The High Court concluded that family proceedings cannot be used to influence the Home Office in making a decision, even if it is in the best interest of the child. Clarifying a child's immigration status should also be done at the earliest opportunity and should not be postponed, as happened in this case.
Background:
The application concerns the immigration status of Y, born in February 2020 and who became subject to care proceedings under Part IV of the Children Act 1989 in 2021. Those proceedings resulted in a Special Guardian being named, BD, who is also Y's maternal aunt. Y's mother is CK who did not attend the hearing and is not represented. Y's father is UA and his whereabouts are unknown.
In this Special Guardianship Order (SGO), the need for clarification of Y's immigration status was made clear. During those proceedings, the Home Office made clear that there was no mention of Y's in their database and that the mother had been granted a discretionary leave until 8 May 2021 with an outstanding application for leave to remain. It was also clear that Y would face difficulties securing immigration status in Turkey, from where her parents originate.
It seems that no steps were taken to regularise Y's position before the Court finalised its proceedings. Following the SGO, CB applied for a British passport which was refused as her mother was neither a British citizen nor settled in the United Kingdom (UK) at the time of birth. CB applied to the Court to clarify Y's immigration status due to the maternal grandmother becoming ill in Turkey and recommended to the Home Office to grant Y British citizenship.
Decision:
The Family Court made an order permitting the applicant to disclose to the Secretary of State for the Home Department relevant documents from care proceedings identified in an order. Otherwise, the applicant's application was dismissed.
Mr. Justice MacDonald made it clear that the question of immigration status in care proceedings must be considered when proceedings are issued. He noted that "The difficulties that have arisen in this case for the applicant and Y could have been avoided, or at least significantly mitigated, had the parties and the Court engaged with, investigated and sought to resolve the issues concerning Y's immigration status at the outset of the previous care proceedings."
The Judge was not willing to make an order which unduly influenced the Home Office and ruled "It has long been established that the courts should not make orders that impinge upon or prevent the exercise by the Secretary of State for the Home Department of powers lawfully conferred upon him by Parliament in the context of immigration and asylum, or permit the Court's process to be used in a way which impermissibly impacts upon the proper exercise by the Secretary of State of those powers."
Implications:
This decision provides useful guidance concerning the question of the immigration status of either the subject child or parents. The judgement makes it clear that courts are not at liberty to decide as they wish. As noted, "The Family Court is not able to make orders simply because a child is in a difficult situation or simply because it appears that a particular course of action is in a child's best interests." Instead, the powers of the Family Court are constrained by legal, procedural and constitutional boundaries. The influence of family courts on the Home Office is only very limited to the disclosure of documents.

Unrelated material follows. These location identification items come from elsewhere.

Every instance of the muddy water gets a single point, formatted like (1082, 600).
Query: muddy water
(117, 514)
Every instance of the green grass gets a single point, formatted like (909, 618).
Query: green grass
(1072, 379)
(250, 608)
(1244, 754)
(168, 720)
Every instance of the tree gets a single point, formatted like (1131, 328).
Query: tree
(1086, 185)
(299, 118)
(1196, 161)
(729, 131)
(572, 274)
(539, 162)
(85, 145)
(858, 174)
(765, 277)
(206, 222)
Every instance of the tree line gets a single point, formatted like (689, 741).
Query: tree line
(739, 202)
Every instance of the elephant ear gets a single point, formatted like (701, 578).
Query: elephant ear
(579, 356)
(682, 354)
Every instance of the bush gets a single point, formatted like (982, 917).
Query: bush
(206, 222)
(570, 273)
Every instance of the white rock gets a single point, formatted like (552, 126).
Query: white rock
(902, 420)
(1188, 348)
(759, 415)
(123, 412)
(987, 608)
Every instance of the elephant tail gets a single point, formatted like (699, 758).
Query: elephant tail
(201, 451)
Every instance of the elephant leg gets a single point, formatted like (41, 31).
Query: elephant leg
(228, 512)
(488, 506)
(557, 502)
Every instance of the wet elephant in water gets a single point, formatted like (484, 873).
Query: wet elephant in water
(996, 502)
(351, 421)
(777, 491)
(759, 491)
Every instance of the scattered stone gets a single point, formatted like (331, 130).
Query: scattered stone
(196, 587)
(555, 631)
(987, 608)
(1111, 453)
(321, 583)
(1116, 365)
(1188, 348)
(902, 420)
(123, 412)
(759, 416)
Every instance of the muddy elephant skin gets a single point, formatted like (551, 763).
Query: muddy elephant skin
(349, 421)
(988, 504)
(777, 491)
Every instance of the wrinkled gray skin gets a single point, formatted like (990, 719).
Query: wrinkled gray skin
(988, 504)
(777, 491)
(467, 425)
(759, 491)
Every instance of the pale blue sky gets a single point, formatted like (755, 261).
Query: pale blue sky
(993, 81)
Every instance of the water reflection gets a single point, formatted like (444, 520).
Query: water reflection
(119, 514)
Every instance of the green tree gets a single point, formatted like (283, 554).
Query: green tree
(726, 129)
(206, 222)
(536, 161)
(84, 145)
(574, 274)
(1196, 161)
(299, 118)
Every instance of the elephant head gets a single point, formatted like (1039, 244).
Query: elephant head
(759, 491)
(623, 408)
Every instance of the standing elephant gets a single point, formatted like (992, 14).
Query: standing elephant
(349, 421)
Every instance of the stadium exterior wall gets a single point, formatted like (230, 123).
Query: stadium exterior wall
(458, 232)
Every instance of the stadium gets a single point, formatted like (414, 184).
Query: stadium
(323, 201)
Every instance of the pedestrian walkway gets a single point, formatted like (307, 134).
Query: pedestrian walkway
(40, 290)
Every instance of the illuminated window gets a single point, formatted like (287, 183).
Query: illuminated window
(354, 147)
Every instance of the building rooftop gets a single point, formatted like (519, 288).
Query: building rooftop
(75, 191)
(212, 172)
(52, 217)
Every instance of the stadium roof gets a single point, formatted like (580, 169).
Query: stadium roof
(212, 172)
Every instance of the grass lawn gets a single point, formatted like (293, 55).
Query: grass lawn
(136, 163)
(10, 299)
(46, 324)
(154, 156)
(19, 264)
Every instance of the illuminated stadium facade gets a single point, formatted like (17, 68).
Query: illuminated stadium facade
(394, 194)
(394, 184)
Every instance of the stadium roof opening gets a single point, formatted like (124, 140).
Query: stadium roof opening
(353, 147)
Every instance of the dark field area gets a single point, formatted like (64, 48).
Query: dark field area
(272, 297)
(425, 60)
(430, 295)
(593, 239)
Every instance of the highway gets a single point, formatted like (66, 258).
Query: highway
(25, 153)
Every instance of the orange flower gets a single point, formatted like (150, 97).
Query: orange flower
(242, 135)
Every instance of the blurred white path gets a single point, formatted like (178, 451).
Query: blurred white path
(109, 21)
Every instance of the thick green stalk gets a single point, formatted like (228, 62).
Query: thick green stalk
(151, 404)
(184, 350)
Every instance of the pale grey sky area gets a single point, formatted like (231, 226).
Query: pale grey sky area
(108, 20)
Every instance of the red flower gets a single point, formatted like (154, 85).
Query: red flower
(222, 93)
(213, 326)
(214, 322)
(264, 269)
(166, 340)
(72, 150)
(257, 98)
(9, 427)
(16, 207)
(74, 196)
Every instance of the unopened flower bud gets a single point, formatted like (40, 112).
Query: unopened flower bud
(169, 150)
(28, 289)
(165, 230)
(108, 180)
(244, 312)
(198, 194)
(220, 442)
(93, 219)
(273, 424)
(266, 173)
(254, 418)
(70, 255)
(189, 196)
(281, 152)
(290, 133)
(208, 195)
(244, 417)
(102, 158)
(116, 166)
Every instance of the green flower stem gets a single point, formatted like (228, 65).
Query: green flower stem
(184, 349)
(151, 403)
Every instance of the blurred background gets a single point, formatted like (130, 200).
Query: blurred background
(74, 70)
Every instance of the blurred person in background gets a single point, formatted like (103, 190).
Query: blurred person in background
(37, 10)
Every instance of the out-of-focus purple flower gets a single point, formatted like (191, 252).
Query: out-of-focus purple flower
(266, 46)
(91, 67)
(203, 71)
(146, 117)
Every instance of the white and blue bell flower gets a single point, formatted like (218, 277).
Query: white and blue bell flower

This judgement gives valuable guidance on how to approach the issue and the need to seek disclosure from the Home Office by way of an EX660. It is important to understand the interplay between immigration law and care proceedings orders, even though the Home Office is not obliged to follow any particular decision made within a care proceeding.
The content of this article is intended to provide a general guide to the subject matter. Specialist advice should be sought about your specific circumstances.